Re: [PATCH net 1/2] r8152: fix the sw rx checksum is unavailable

From: Mark Lord
Date: Wed Nov 23 2016 - 14:29:53 EST


On 16-11-23 10:12 AM, Hayes Wang wrote:
Mark Lord [mlord@xxxxxxxxx]
[...]
What does this code do:

static void r8153_set_rx_early_size(struct r8152 *tp)
{
u32 mtu = tp->netdev->mtu;
u32 ocp_data = (agg_buf_sz - mtu - VLAN_ETH_HLEN - VLAN_HLEN) / 4;

ocp_write_word(tp, MCU_TYPE_USB, USB_RX_EARLY_SIZE, ocp_data);
}

This only works for RTL8153. However, what you use is RTL8152.
It is like delay completion.
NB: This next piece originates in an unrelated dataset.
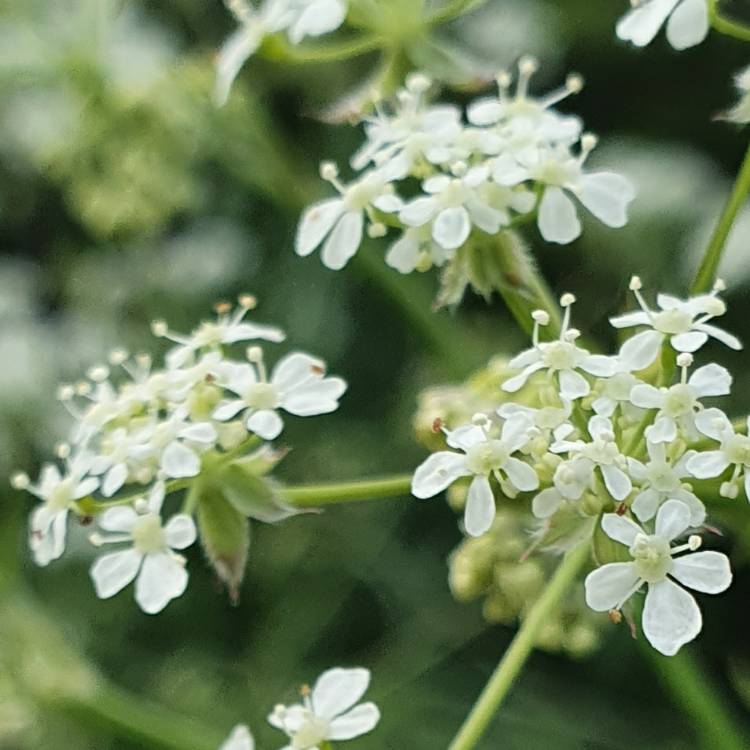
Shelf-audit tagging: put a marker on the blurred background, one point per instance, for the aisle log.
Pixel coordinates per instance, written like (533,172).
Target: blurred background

It is used to reduce the loading of CPU
by letting a transfer contain more data to reduce the number of
transfers.

How is ocp_data used by the hardware?
Shouldn't the calculation also include sizeof(rx_desc) in there somewhere?

The algorithm is from our hw engineers, and it should be

(agg_buf_sz - packet size) / 8

You could refer to commit a59e6d815226 ("r8152: correct the rx early size").

Thanks.

Right now I am working quite hard trying to narrow things down exactly.
You are correct that the driver does appear to be careful about accesses
beyond the filled portion of a URB buffer -- for some reason I thought
the original driver had issues there, but looking again it does not seem to.
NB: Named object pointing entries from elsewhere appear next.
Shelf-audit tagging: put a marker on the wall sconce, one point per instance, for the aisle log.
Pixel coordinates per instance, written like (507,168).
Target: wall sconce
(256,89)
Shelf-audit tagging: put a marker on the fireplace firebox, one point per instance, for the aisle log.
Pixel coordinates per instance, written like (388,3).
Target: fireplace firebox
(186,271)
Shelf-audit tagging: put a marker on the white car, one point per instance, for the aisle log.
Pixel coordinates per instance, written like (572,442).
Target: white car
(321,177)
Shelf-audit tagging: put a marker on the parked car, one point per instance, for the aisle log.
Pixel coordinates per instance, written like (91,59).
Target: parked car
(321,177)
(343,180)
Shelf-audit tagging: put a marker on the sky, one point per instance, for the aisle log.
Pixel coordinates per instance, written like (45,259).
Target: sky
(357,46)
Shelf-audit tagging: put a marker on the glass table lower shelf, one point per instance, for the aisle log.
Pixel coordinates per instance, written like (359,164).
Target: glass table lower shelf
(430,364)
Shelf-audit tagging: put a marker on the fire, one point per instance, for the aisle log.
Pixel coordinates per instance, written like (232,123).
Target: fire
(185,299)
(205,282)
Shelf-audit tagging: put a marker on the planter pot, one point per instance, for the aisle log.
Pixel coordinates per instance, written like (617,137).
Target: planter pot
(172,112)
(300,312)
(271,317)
One idea that is now looking more likely:
Things could be suffering from speculative CPU accesses to RAM
(the system here has non-coherent d-cache/RAM).
This could incorrectly pre-load data from adjacent URB buffers
into the d-cache, creating coherency issues. I am testing now
with cacheline-sized guard zones between the buffers to see if
that is the issue or not.

Worth repeating: other dongles we have tried, eg. those using the asix driver,
do not cause us any troubles here. Only the r8152 dongles do.

The other drivers do not use hardware checksums, so even if they did
incur similar bad packets, whatever the reason, those bad packets
would be detected/rejected by the Linux network stack (software checksums).
So everything appears to behave fine with them, as it does with
the r8152 driver when hardware checksums are disabled.

Still trying to understand exactly how these errors are happening.
It takes a very long time to do a conclusive test of anything here,
and I only have the hardware for a day or two a week.
So my apologies if I am slow in getting back to you on stuff.

Cheers